Luke paints this message on the broadest possible canvas : not only of history, but of the Divine purpose. The Old Testament man Simeon is more than a mere bystander. In the closing days of his life, he is privileged to utter prophecy in the recognition of the child as a prayer to God the Father: “Mine eyes save seen thy salvation” he cries “which thou hast prepared before the face of all people…” And this is very moving, as we see the old man, coming to the end of his life, meeting the new born baby and witnessing the outcome of his own life’s longing. He sees his own salvation. And TS Eliot marks, in a poem ‘A Song of Simeon’, the great themes of life and death in the immensity of time and sets them alongside Simeon's completed life.

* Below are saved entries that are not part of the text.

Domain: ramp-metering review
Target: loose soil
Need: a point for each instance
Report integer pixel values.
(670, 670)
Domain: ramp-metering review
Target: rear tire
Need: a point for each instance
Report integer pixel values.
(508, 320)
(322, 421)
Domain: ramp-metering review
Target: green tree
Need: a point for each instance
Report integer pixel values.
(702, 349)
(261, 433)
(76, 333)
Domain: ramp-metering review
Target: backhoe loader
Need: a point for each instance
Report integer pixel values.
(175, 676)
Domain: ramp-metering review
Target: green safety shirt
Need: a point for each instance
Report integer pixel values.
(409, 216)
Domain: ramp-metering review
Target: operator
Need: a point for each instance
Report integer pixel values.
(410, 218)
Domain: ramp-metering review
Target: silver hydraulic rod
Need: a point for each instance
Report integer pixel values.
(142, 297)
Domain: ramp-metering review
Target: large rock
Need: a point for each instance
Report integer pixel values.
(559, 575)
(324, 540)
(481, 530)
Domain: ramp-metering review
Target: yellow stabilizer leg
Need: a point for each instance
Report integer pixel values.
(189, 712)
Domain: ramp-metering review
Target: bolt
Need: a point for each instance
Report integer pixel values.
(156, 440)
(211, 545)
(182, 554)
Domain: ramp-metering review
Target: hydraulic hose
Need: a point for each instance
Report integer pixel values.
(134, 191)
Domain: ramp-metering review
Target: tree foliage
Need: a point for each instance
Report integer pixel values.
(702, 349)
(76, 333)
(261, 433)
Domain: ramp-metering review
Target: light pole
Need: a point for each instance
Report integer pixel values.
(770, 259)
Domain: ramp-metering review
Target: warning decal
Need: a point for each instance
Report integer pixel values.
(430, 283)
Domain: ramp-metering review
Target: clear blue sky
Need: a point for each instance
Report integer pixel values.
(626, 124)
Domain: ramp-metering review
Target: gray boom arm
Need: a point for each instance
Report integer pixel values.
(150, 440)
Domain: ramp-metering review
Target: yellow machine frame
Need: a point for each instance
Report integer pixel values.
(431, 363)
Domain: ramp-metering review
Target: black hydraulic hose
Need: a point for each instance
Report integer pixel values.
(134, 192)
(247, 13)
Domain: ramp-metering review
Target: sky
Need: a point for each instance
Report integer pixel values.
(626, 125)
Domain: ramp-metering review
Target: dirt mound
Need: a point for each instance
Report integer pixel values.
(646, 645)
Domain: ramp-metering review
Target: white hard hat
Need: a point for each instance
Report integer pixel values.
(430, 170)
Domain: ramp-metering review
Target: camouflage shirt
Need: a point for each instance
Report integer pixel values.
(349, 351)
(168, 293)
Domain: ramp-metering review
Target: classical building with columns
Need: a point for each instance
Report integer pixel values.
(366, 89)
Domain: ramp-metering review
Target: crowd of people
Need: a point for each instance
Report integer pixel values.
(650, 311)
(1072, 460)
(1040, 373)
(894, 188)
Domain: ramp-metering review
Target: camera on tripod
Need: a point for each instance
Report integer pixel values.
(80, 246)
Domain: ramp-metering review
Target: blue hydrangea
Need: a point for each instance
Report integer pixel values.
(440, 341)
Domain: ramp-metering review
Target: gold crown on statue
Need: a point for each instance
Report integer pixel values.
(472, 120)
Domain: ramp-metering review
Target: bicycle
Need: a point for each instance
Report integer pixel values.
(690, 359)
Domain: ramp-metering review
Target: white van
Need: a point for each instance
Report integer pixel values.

Now at this birth season of decease,
Let the infant, the still unspeaking and unspoken Word,
Grant Israel’s consolation
To one who has eighty years and no tomorrow.
TS Eliot ‘A Song of Simeon’.
Today is a Feast Day of Candles. There is always intended to be a procession in our churches as we follow Mary and Joseph into the Temple. In the carrying of candles, we bring the story to life in the manner of what the French have called a tableau vivant. We bring back into life things done and spoken long ago, and of the holding in our hands, as Simeon held in his arms, ‘The Light to Lighten the nations, and the glory of God’s people’. By these means we, after all these years, we claim real ownership of those things which this meeting offers and proclaim them as Epiphany.
Some time ago I was in York, and waited on a cold morning for a free guided tour, which was to take place at 11 am. The tour guide came up to us and sais “You are an exceedingly privileged group. You are the first group of pilgrims who will see this morning the newly restored great East Window since it was covered some ten years ago. You will see this glorious miracle, the largest medieval stained glass window in the world, all wrought in glass, as the medievals saw it. Well, we couldn’t believe our luck, and nothing could have prepared us for what we saw; this miracle in glass. We were told that Medieval Church glass is exceedingly rare, and that York Minster has 40% of the Medieval glass contained in the whole country. It is, literally, a wonder of the world, and a wonder to behold. It tells in stained glass the story of the Christian salvation from Creation in panel after panel of images shot through with animation and narrative power and luscious colour. On that day, standing before this immense, miracle window, my eyes were ‘seeing salvation’ through the same human eyes, minds and souls of all those who beheld it, and for whom this window was the expression of a passionate avowal of their Christian Faith. This same passion is uttered by Simeon to literally ‘bring down the curtain’ on the Old Testament and ancient prophecy. Now the promise is made in Jesus. The Light which illumines the light and dark places of this world’s being. That light, perhaps as ‘the light at the end of a dark tunnel’ is held out for us now at this time as it was held by Simeon, as a light which is the profound hope underlying our Christian calling and whose presence and glorious vision is unsurmountable..
As we present ourselves to God we are aware of an experience of life as a mixture of light and shade. The light of Christ in this time of coronavirus comes as our present and future light. We are being called to bear witness to that same light – that it may illumine and reveal God’s purposes for all of us in the present time of great challenge.